In a relational database, the principle of joining two tables is actually relatively easy to understand. The simplest way to think about it is this:

To Join the primary table and the secondary table, in fact, each record of the primary table and each record of the secondary table are queried and matched. Somebody said, is it enough to match one? Of course not, because there could be many-to-many relationships, so you have to match each one.

After the matching, the matching results are combined, and then output the results. This is the principle of a full table Join. It’s simple and easy to understand, but it’s too expensive! That’s N full table scans.

This is uncommon in general scenarios, because experienced data engineers use the second method:

Create an index on the associated field of a secondary table. In this way, when the main table to find data, do not have to do the full table scan, index directly fetch, and then check back to good. That’s fast!

But what about those that just don’t have an index? Our favorite data player is to add an intermediate layer. Add a layer of Join Buffer:

This can reduce the number of accesses to the primary table and reduce the number of accesses to the secondary table when merging. This is at least faster than a full table scan on both sides.

However, as you may have noticed here, this main table is crucial. If the main table also has a lot of data, the efficiency impact is still significant. If the ids in the main table are repeated, it becomes even more taxing.

Therefore, several optimization principles of Join come out:

  • Small table drives large table, the principle is to reduce the number of cycles of the main table;
  • The secondary table Join field must have an index to reduce the number of matches.
  • Increase the number of JoinBuffers as much as possible for cases where there really is no index.

In a big data environment such as Hive, optimization methods such as buckets can be used to speed up Join efficiency. \

At this point, you may say, you are all offline data Join, we can understand. The offline data is already stored there, and can be joined in any way. But real-time data, are flow, want to associate an ID, the data in the secondary table has not arrived, how to associate ah? Yes, sad!
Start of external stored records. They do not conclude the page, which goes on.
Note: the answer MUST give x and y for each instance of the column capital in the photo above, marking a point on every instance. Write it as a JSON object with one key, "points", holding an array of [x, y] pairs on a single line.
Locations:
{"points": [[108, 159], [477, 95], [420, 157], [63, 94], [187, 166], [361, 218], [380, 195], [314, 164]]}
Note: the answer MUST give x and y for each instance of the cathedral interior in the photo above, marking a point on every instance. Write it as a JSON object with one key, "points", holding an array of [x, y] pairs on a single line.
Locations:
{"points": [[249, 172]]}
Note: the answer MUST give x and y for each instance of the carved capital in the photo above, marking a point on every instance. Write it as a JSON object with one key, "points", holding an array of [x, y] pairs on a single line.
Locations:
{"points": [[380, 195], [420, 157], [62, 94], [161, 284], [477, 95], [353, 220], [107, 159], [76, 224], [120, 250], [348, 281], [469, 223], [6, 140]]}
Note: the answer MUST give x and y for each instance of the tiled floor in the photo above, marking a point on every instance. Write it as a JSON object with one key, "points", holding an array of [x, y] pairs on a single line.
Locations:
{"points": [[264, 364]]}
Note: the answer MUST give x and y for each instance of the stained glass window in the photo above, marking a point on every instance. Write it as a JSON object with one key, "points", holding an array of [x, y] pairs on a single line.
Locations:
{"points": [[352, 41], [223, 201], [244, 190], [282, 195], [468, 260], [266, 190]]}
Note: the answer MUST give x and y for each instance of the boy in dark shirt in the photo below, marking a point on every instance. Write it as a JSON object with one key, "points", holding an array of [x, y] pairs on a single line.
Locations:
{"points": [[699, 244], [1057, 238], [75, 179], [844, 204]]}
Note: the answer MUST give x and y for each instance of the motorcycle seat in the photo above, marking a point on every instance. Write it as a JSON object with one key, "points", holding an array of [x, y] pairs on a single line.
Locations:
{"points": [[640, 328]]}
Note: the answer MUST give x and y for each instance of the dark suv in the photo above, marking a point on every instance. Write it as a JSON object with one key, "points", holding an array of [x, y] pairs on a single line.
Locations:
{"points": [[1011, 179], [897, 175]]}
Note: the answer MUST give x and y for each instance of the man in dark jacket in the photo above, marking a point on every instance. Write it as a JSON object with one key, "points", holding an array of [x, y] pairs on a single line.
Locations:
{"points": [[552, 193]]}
How to Join real-time data?

Real-time data, also known as streaming data. As the name implies, the data is flowing, you do not know when the next data will come, can not do the whole table sorting and matching, so there is no way to directly Join the same as offline data, this is indeed a bit more complicated. Since we cannot Join directly, can we treat different situations differently? Of course it can! Let’s analyze it

When we do Join, there are basically several cases:

1. Association between business table and dimension table;

2. Association between business table and business table;

2.1 association between large tables and small tables; \

2.2 association between large tables and large tables; \

2.3. Current data and current data association; \

2.4 association of current data with historical data. \

You see, is that basically all there is to it? All right, let’s break it down one by one and see what we can do.

The business table is associated with the dimension table

The real-time data are basically transmitted and stored on MQ, and Spark Streaming and Flink are used as computing engines. Therefore, the Join process is carried out in Spark Streaming and Flink. \

In this case, can we first read the data of dimensional tables that need to be joined in these computing engines to the storage media with very fast query, such as Redis or HBase, and then Join with the data in the storage?

Of course you can! This is the Join scheme of flow table and dimension table!

However, there is a small problem, is that the dimension table will change, this is easy to solve, let’s update the whole process in real time, so that the Redis dimension table into a real time dimension table, so the problem is solved.

Association of a business table with a business table

There are four different cases, so let’s start with big tables and small tables. Since it’s a small watch, this one is easier to manage. Our machine memory is not small, assuming that the server is 32G memory, empty 1G put small table is OK? The impact won’t be huge. Join a small table on the same node as the big table. When a large table joins a small table, it can be accessed directly from memory.

What about large tables and large table associations? I can’t help it. With a regular full Join, all data is stored in a state. This method of resource occupation is the largest, but also the most helpless.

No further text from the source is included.